After a Buy rating from theStreet.com yesterday and a presentation Wednesday morning at the UBS Global Life Sciences conference, NPS Pharmaceuticals (NASDAQ:NPSP) gapped up 4% at the open and is trading up even higher, around $8.75. The news comes after another upgrade from ThinkEquity on Monday, which raised NPSP’s target price from $10 to $12 based on upcoming catalysts. Most notable, the FDA will review the company’s pending NDA for Gattex at an advisory committee meeting on October 16th, followed by the drug’s PDUFA date on December 30.

 

Gattex, which is a peptide-based treatment for Short Bowel Syndrome (SBS), has orphan drug status from both the FDA and the European Medicines Agency, and was approved for marketing in the E.U. earlier this month.
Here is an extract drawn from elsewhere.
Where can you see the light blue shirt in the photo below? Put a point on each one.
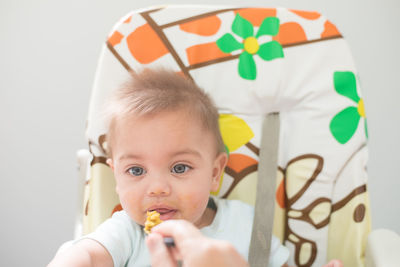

NPS has a strong cash position and should not need additional capital prior to the advisory panel or approval decision, creating a value-driving series of catalysts for NPS investors. In fact, the company expects to to launch the product with on-hand cash and equivalents, so chance of downside from financing activity is minimal in the next year. Analysts are guiding for FDA approval of Gattex based on previous trials and the need for an SBS drug, which will be preceded by a vote from the Gastrointestinal Drugs Advisory Committee meeting in October. A run-up into both dates should be expected, although sentiment will need to be assessed after the advisory meeting to weigh the chances of an approval. A long-term investment will require further examination post-approval based on the market for Gattex, as well as a look at the product’s launch and performance in Europe. Gattex, branded Revestive in the E.U., is out-licensed to Takeda for European marketing.